The bill came after months of discussion among leaders in both parties, including Senate Minority Leader Mitch McConnell (R-KY) and Finance Committee Chairman Ron Wyden (D-OR).
Most of the major cryptocurrencies, such as Bitcoin and Ethereum, would be defined as “ancillary assets” as part of the legislation and would be overseen by the CFTC. While the CFTC already oversees futures contracts for those two coins, the bill would give the CFTC oversight over the spot market.
The bill also envisions cryptocurrency trading platforms registering with the CFTC.
“The United States is the global financial leader, and to ensure the next generation of Americans enjoys greater opportunity, it is critical to integrate digital assets into existing law and to harness the efficiency and transparency of this asset class while addressing risk,” Lummis said in a statement.
While many in the cryptocurrency industry are pleased with the legislation and that it sidesteps the SEC, those who want to see digital assets more stringently regulated have been left disappointed by the proposal.

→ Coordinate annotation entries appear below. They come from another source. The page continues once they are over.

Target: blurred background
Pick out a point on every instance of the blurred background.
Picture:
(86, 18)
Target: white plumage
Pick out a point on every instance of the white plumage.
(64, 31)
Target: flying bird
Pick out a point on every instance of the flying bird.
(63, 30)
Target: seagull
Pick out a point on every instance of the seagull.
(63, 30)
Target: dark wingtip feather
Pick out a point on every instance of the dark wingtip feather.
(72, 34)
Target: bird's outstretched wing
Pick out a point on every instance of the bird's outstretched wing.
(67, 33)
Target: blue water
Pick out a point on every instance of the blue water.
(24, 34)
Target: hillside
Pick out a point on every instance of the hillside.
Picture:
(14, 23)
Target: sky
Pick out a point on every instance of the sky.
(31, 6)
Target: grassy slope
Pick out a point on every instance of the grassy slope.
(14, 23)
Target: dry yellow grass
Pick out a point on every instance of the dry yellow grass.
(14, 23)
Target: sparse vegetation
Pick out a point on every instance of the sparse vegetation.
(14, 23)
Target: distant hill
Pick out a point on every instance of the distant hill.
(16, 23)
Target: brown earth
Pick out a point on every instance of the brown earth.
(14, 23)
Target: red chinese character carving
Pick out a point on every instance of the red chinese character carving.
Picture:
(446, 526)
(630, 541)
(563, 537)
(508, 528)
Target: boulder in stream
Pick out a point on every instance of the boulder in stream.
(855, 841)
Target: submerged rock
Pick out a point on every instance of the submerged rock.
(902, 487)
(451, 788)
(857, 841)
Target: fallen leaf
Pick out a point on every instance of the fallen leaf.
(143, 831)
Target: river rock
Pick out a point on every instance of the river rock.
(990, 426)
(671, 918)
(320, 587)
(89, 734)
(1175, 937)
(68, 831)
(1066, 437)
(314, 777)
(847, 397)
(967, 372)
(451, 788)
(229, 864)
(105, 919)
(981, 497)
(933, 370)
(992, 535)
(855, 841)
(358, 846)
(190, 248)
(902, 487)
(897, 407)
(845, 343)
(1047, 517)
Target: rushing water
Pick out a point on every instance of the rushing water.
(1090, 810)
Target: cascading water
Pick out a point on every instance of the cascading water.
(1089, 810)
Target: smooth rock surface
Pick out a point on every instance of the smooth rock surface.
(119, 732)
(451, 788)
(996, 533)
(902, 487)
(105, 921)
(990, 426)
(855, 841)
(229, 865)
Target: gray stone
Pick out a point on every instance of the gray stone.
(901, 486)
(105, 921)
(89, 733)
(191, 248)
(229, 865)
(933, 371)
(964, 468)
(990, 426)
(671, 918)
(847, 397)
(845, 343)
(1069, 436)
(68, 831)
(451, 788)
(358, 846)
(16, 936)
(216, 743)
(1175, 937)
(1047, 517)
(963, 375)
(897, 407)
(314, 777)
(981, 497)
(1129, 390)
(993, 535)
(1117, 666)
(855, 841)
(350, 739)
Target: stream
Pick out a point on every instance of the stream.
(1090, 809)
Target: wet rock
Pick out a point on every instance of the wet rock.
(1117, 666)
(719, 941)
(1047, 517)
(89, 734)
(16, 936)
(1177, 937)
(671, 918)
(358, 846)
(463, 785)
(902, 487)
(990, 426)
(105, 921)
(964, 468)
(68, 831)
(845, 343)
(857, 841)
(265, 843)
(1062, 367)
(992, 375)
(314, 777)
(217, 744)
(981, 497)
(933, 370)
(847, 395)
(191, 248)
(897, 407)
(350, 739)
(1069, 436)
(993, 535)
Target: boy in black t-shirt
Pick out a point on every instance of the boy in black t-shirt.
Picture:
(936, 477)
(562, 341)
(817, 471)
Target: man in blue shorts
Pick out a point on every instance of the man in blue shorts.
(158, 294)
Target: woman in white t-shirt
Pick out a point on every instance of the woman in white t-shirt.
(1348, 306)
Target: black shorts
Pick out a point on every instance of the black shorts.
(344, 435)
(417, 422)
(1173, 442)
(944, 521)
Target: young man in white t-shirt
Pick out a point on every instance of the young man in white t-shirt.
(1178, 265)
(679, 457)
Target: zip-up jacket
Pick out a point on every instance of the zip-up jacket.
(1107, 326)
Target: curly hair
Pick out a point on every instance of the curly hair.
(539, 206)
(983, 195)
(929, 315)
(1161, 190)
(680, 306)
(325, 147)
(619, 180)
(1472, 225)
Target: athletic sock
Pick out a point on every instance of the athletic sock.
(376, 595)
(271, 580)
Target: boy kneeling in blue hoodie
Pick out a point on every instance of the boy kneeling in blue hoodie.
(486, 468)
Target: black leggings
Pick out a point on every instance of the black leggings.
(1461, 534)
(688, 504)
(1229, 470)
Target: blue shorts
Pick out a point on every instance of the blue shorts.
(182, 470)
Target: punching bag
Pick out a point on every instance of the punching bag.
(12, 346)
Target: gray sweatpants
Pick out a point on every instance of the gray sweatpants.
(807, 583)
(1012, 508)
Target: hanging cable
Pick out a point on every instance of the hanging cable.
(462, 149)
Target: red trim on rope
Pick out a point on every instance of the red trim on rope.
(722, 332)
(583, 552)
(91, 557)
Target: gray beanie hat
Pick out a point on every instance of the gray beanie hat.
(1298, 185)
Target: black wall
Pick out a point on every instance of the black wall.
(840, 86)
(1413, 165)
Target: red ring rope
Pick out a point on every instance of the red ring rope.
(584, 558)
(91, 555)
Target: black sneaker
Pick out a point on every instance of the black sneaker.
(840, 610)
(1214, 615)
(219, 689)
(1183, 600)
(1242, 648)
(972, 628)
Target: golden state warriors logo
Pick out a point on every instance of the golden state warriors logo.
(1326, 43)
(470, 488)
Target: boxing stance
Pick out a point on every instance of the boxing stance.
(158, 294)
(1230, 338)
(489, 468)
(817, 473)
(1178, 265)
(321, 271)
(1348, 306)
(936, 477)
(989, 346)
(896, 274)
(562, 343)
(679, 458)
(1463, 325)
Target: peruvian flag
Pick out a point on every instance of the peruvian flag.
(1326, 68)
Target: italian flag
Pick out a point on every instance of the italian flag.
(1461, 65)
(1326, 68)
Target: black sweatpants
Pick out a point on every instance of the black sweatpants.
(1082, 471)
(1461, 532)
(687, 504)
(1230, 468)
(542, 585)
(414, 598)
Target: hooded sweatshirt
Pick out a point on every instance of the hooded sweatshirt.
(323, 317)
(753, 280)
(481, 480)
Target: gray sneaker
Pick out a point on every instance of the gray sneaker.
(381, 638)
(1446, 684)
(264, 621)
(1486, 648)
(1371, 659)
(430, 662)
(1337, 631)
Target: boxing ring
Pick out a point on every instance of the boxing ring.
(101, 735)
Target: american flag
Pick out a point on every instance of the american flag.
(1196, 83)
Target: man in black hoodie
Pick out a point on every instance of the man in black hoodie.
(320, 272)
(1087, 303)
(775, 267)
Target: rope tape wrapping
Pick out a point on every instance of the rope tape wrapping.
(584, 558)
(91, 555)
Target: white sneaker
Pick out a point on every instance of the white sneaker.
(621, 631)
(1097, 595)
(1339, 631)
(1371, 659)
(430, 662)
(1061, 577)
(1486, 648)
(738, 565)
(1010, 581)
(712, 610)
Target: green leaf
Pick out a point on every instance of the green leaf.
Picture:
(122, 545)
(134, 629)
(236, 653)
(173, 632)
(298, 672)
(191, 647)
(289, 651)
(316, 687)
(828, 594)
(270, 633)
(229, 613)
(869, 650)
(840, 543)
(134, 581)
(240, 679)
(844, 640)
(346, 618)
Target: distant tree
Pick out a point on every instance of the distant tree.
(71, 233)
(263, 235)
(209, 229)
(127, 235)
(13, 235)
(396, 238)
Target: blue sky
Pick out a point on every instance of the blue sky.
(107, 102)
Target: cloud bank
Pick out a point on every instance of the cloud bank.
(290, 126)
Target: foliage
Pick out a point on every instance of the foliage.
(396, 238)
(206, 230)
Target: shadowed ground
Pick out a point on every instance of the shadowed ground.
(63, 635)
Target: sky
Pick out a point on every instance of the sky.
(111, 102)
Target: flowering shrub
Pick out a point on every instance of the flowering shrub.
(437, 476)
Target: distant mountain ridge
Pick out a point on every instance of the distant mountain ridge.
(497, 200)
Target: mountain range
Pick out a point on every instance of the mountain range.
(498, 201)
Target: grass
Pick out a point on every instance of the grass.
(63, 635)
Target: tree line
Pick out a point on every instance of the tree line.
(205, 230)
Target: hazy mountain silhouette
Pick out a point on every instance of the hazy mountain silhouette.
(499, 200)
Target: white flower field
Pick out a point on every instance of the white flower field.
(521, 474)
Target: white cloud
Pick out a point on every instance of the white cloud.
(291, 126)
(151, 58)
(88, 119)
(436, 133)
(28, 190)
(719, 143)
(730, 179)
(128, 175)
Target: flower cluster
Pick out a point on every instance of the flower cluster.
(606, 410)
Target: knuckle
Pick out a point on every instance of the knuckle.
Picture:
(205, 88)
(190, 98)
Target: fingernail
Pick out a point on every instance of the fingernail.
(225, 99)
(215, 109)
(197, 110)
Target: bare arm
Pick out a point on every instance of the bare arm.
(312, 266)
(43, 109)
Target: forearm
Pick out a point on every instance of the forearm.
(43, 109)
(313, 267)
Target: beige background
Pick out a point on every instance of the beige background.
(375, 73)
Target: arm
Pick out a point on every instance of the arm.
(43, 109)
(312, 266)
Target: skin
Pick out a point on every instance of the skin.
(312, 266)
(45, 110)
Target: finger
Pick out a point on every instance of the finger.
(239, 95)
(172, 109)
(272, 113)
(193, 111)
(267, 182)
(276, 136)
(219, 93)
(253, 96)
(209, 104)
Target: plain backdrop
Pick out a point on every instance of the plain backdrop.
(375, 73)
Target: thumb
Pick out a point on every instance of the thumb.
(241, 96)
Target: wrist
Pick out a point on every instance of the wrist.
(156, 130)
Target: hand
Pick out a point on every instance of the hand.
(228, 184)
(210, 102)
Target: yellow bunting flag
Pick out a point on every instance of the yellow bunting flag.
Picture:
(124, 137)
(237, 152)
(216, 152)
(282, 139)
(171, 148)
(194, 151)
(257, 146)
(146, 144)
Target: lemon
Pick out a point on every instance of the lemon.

“The status quo would be better than this bill,” Todd Phillips, the director of financial regulation and corporate governance at the liberal think tank Center for American Progress, told the Washington Post.
“So many of these tokens are securities and need to comply with the regular, usual securities laws, and this bill tries to create a special crypto-specific disclosure regime that I don’t think discloses all the information investors need to fully evaluate whether to purchase a security,” he added.
SEC Chairman Gary Gensler has been pushing for stricter regulation of the cryptocurrency sphere.
During an appearance at the Aspen Security Forum last year, Gensler implored Congress to help rein in the “Wild West” of cryptocurrencies.
Gensler said that while his agency has taken and will continue to take its regulatory authorities over digital assets “as far as they go,” regulatory gaps remain.
Bitcoin and other cryptocurrencies have had a tough year. Bitcoin has struggled to remain above $30,000 in recent weeks as the Federal Reserve raises interest rates and fears of a recession continue. It was trading at about $69,000 just last November, representing a significant decline this year.